In the absence of an alternative, we have less information about the relative position of what is on offer. Even numerical data are often abstract without a reference point. Is a laptop battery life of 6 hours impressive or just mediocre? Is 10,000 entries in a dictionary a lot or a little? With no benchmark to compare it with, we are open to misinterpretation (“10,000 sounds like a lot”).
Cunning salespeople can take advantage of the weaknesses of both situations. If they want you to buy an item with positive features that are generally easy to evaluate on their own, and less positive ones that are harder to assess in isolation, they are better off showing it separately. In the opposite case, they would enable the comparison with another option, and highlight the attributes where the choice they want you to make is superior – irrespective of the degree to which this matters to you.

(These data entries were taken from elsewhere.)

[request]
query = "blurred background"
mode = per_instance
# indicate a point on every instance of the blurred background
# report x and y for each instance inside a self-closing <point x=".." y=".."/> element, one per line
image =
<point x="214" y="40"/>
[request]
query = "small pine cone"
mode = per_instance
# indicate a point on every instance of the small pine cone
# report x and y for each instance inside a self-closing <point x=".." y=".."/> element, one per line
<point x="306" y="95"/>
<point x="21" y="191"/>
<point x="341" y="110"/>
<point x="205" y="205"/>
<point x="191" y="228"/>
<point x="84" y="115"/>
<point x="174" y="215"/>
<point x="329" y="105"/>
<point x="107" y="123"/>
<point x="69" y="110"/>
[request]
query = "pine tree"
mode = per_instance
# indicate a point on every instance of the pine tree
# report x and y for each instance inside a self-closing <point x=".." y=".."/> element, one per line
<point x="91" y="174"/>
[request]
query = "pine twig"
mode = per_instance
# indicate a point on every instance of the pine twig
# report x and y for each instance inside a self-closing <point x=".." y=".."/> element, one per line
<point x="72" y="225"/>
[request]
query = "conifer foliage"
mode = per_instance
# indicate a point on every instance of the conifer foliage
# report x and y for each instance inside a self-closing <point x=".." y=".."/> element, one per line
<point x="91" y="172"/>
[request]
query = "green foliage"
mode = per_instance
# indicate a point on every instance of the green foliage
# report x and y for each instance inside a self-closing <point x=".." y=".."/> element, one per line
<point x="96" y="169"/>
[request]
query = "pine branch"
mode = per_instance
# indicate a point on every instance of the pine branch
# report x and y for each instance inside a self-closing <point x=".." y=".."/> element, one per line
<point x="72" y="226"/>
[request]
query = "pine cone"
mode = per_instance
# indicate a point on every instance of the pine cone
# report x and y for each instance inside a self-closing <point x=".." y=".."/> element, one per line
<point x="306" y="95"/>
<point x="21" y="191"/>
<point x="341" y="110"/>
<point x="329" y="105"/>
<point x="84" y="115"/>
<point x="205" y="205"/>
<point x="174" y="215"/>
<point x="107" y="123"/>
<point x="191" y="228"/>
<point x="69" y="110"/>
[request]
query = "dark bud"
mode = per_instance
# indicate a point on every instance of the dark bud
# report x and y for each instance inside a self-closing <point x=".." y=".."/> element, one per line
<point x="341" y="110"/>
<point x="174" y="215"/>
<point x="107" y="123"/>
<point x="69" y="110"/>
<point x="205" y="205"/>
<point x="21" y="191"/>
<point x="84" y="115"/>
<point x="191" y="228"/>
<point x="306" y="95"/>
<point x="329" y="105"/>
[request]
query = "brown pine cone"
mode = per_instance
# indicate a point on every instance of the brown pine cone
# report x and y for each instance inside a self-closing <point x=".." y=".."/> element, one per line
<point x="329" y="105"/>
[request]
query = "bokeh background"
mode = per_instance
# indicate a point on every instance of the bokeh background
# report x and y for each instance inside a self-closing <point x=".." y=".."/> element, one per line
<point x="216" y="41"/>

But as my radio experience illustrates, we are perfectly capable of misleading ourselves, without the help of a devious shop assistant. The trouble is that neither joint nor separate evaluation is inherently better for establishing our true preference. When we need to decide between options, and choose which will serve us best, we ought to look at the features that matter most. But in practice, we are driven to focus on what stands out, and what is easiest to evaluate. And that tendency can trip us up in both cases.Being aware of the problem can help, though. If you come to a conclusion using one type of evaluation, try the other. If it remains unchanged, great! If it flips, you know some more thought is needed. Ask yourself (or get someone else to ask you!) what truly matters, and then make your choice.
That’s the way to outsmart yourself (and any crafty salespeople).
*This story is based on an example in Nick Chater’s online course The Mind is Flat.